Seit 2014 findet die Meisterschüler*innen-Ausstellungsreihe im Gebäude und Außenbereich der Hannover Rück statt. In Kooperation mit der HBK Braunschweig bekommen Absolvent*innen aus den Fachklassen für Malerei und Bildhauerei die Möglichkeit, aktuelle Arbeiten zu präsentieren. Begleitend werden Einzelkataloge produziert. Die Ausstellung ist nicht öffentlich zugänglich, durch den regen Kundenverkehr im Gebäude erreicht sie trotzdem ein breites Publikum. Die Künstler*innen führen durch ihre ausgestellten Werke und stellen in einer Artothek ihre Kunstwerke zur Ausleihe an Mitarbeitende der Hannover Rück zur Verfügung.
Kuratiert werden die Ausstellungen von Karin Kamolz und Uwe Sommer als Ko-Kurator.
Zu den diesjährigen Künstlerinnen:
Die subtilen, gleichwohl komplexen Werke der südkoreanischen Künstlerin Juri Kim, die das Meisterschüler-Studium bei Prof. Lutz Braun abschloss, sind Ausdruck ihrer Auseinandersetzung mit emotionalen Zuständen, die sie auf der Leinwand verarbeitet. Der fluide Zustand dieser Emotionen, die zwar als konstante Energie ständig vorhanden sind, aber dennoch kommen und gehen, steht im Fokus ihrer Beobachtungen.
Jana Michal absolvierte das Meisterschüler-Studium bei Prof. Antje Majewski. Sie beschäftigt sich mit urbaner Vegetation, die sie in aufwändigen und experimentellen fotografischen Verfahren einfängt.

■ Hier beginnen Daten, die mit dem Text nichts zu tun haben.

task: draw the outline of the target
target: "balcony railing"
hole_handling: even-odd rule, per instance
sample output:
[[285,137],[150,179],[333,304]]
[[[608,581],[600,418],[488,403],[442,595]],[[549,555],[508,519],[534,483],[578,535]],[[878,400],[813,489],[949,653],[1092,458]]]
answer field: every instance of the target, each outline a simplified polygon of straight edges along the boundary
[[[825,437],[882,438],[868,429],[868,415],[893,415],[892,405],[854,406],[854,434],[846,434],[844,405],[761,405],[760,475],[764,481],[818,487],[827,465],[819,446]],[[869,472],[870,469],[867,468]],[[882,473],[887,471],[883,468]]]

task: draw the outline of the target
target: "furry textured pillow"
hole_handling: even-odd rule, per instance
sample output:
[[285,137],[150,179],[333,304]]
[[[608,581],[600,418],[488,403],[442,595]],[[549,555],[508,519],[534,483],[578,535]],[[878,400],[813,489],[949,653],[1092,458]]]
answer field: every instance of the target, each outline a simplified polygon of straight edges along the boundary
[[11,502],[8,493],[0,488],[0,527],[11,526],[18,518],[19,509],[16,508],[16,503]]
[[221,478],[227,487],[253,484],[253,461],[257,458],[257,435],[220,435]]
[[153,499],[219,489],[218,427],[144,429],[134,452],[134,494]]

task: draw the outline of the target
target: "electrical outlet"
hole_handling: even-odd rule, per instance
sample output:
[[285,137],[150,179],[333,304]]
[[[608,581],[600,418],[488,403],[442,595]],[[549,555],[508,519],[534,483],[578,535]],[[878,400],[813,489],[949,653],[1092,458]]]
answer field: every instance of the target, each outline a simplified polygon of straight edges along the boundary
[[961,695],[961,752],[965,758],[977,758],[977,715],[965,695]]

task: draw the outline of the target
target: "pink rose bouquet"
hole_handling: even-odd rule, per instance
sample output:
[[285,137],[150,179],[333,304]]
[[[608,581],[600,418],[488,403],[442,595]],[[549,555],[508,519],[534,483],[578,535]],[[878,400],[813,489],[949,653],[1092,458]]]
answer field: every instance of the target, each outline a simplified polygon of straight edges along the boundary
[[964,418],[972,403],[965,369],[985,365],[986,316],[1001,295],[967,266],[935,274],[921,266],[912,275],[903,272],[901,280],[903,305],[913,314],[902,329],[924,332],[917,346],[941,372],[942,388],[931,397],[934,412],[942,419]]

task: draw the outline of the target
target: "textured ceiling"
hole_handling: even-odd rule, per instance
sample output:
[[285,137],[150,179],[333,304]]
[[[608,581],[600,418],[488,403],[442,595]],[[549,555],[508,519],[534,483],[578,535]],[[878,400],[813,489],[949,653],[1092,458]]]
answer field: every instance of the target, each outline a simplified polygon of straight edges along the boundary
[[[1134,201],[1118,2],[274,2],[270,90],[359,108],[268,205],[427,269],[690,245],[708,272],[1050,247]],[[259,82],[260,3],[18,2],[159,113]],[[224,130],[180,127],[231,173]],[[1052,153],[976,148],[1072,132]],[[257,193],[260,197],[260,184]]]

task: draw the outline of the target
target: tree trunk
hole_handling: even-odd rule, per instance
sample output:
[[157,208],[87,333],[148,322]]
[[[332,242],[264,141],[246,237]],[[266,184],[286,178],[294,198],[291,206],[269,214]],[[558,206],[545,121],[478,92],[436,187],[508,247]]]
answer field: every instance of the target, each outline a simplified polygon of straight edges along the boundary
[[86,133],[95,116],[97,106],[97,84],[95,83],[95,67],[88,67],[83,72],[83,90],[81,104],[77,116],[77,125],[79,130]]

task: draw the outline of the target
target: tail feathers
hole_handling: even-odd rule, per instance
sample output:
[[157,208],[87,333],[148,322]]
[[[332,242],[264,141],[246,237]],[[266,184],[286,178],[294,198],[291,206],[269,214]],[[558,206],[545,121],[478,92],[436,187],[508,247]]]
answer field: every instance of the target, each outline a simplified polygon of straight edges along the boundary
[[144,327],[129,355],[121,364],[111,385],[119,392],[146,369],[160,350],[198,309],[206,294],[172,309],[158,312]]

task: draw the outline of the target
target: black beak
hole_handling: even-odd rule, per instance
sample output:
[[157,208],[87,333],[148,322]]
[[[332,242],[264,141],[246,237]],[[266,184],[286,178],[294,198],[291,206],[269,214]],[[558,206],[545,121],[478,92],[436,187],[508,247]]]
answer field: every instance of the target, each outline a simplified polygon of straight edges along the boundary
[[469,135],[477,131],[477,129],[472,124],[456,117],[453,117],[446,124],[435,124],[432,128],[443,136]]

Durch Überlagerungen und Mehrfachbelichtungen entstehen serielle Arbeiten, die den Betrachtenden den Blick in eine verborgene Welt ermöglichen.
Rubia Rose ist Meisterschülerin von Prof. Thomas Rentmeister und beschäftigt sich in ihrer künstlerischen Arbeit beschäftigt sich mit zwei Medien: Installationen mit bildhauerischem Schwerpunkt und der Zeichnung. Ein zentrales Thema, das ihre Arbeiten verbindet, ist die Erforschung des komplexen Aufbaus menschlicher Interaktionen sowie die vielschichtige Natur von Identität.
Die raumgreifenden, skulpturalen Arbeiten von Marianna Tyralla beschäftigen sich mit dem Wechselspiel von Zufall und bewusster Richtungsweisung, dem Dialog zwischen dem, was das Material vorgibt und aktiver Inszenierung. In ihrer Praxis geht es darum, dass sich das Werk entwickeln und auf den Raum reagieren kann. Sie absolvierte das Meisterschüler-Studium ebenfalls bei Prof. Thomas Rentmeister.